A new climate insurance programme has been launched to increase access to finance and provide post-disaster recovery lending to smallholder farmers in Asia and Africa.

VisionFund International, World Vision’s microfinance arm, and Global Parametrics are behind the new African and Asian Resilience in Disaster Insurance Scheme (ARDIS), which is supposedly the world’s largest non-governmental climate insurance programme.

In the first year, protection will be provided to farmers in Kenya, Malawi, Mali, Zambia, Cambodia and Myanmar who participate in VisionFund’s microfinance network. Up to 4 million people living in these six low-income countries stand to benefit. Around 80% of them are women.

Under the programme, beneficiaries will be able to receive immediate access to much-needed credit required by farmers and small businesses to get back on track after a climate shock. This so-called ‘recovery lending’ will be provided through VisionFund’s microfinance institutions.

Loans will be disbursed during and after disasters to help the businesses maintain or restart their activities. The swift access to financing is enabled by Global Parametrics’ climate-based data modelling, which verifies the climate event and triggers access to both contingent liquidity and risk capital by the microfinance institutions.

The new scheme comes at a time when it is much needed. For many farmers in these countries, climate risk is starting to bite. At the same time, many find it increasingly difficult to access finance when they need it most. In Africa, for example, where producers are increasingly feeling the effects of drought and flooding on yields, local lenders are becoming more risk aware. As reported in GTR’s recent sustainability feature, big farmers with multiple buyers and export contracts easily secure trade finance, but smaller farmers struggle to do so. It’s because banks are insisting on multiple offtake agreements to spread the risk before they are prepared to lend, according to the African Trade Insurance Agency (ATI).

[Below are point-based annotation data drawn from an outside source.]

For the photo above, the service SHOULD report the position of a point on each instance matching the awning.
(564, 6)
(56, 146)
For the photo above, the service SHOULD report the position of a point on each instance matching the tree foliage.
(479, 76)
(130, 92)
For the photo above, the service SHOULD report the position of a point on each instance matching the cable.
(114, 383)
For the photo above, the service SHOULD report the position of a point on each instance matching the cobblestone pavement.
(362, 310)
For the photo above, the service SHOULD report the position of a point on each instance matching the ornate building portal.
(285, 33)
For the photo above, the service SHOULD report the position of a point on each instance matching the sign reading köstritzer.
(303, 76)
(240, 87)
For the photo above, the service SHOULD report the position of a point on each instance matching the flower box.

“Banks don’t want to lend to farmers with only one or two clients because if it is a bad harvest they are unlikely to get paid. If a farmer has multiple clients, the thinking is that at least one of those contracts will pay, even if it’s a bad year,” Tusekile Kibonde, resident underwriter at ATI, told GTR.

As another sign of the changing picture, ATI has recently raised its own premiums and cut its exposure to smaller farmers because of the impact of erratic weather patterns on harvests. “We have put up the cost of our insurance and lowered our exposure. We’re not declining cover but we have a lower appetite level and need to factor in the risks,” Kibonde said.

The new venture between VisionFund and Global Parametrics could help some of the farmers who can’t access finance elsewhere. The scheme consists of a US$10mn contingent disaster finance credit line, provided by InsuResilience Investment Fund, and a risk transfer element, which is funded by the UK department for international development (DFID) through the Natural Disaster Fund – the amount has not been disclosed and will depend of the number of locations that join the programme.

InsuResilience Investment Fund is an initiative set up by the German development bank KfW and managed by Swiss-based impact investment manager BlueOrchard Finance.

In a statement, the parties say the structure offers “an affordable and sustainable system” for disaster recovery lending at “costs of approximately half a per cent of loan portfolio value per annum payable by the microfinance institution”.

Michael Mithika, president and CEO at VisionFund International, says they are looking to roll out the programme on a wider scale. “This is the first step for VisionFund in the use of climate science and financial disaster risk management tools to create extremely low-cost climate protection. We are already working on additional countries, risks, features and services with Global Parametrics to build on ARDIS,” he says.

Jerry Skees, chief strategy officer at Global Parametrics, calls the closing of the transaction a “major milestone” in offering solutions to communities needing them most. “We plan to repeat this type of offering with other firms serving the poor and vulnerable in emerging markets,” he says.

The parties also note that the programme will effectively meet 1% of the G7 goal to increase access to insurance products that protect against climate risk for up to 400 million uninsured people in developing countries.

Financing for the initial preparation and assessment required to implement the programme came from the Asian Development Bank, Rockefeller Foundation and the Dutch development bank FMO.